Director James Toback loves to mix it up.
In his 1978 film Fingers, his protagonist, played by Harvey Keitel, was a would-be concert pianist who sidelined as a strong-arm man for his gangster father. It was high art and primitive violence in one package.
His last dramatic feature was Two Girls and a Guy, a 1998 film detailing the grueling let's-talk-about-our-relationship repercussions that arise when an actor (Robert Downey Jr.) gets an unexpected visit from both his girlfriends, who have just been made aware of each other's existence.
Set in New York, Toback's new film Black and White mixes it up big time as he explores the tensions that arise between affluent, uptown white teens and their friends in Harlem.
Toback begins the proceedings with a Central Park menage-a-trois as ganglord Rich Bower (Power of rap outfit Wu Tang Clan) enjoys the attention of the hip-hop loving Charlie (singer Bijou Phillips) and another girlfriend.
Charlie next shows up at the dinner table of her affluent family to tell her dad she's been at the "libary." Charlie affects a Li'l Kim inflection when she talks. Dad, a whitebread Wall Street type, just doesn't get it.
From here, Toback's camera pinballs all over New York. Here are Charlie and her white, hip-hop-loving friends, who are being filmed by dilettante documentary-maker Sam Donager (Brooke Shields) and her transparently gay husband Terry (Robert Downey Jr.). Here is Rich's crew, which includes his mentor, boxer Mike Tyson (played by Tyson), and a boyhood friend, college basketball player Dean (played by Alan Houston of the New York Knicks).

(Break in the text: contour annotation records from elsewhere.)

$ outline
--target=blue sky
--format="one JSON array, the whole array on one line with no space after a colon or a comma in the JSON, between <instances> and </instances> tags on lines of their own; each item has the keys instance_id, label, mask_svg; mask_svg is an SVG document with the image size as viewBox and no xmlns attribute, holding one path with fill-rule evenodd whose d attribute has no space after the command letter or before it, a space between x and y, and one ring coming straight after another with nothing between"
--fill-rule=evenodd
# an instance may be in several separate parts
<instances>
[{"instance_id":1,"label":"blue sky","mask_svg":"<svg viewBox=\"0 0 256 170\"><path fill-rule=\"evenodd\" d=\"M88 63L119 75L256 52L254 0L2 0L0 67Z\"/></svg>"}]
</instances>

Rich and Dean are friends, but in a twist on the Othello dynamic, it's a conniving Desdemona who comes between them. She is Greta (Claudia Schiffer), a grad student who betrays one lover to gain another after Dean is compromised by a grimy gambler (Ben Stiller) after throwing a basketball game.
This latter plot twist feels terribly contrived and out of place in an otherwise free-form, floating narrative.
Still, the film survives it simply because there is an invigorating energy to those face-off scenes, most notably when a starstruck Terry dares to come on to Tyson. Bad idea.
Toback approaches Tyson with respect bordering on awe, much the same way he approached football legend Jim Brown in Fingers. He credits Tyson with intelligence, and for his efforts, he gets the boxer to clarify the way things are in the gangsta realm with the clarity of the most articulate rapper.
Ultimately though, Black and White is a savvy response to the rainbow-collective ideals of the '60s, in which we imagined how all races learned to live in harmony, yadda yadda yadda. Sure, we see how hip-hop culture crosses racial boundaries. But we also see a white kid kill a black man, not out of racial hatred but because the white kid wants to be black and prove his worth to his black friends.
Employing savage ironies like these, Toback shows harmony is still a long way off.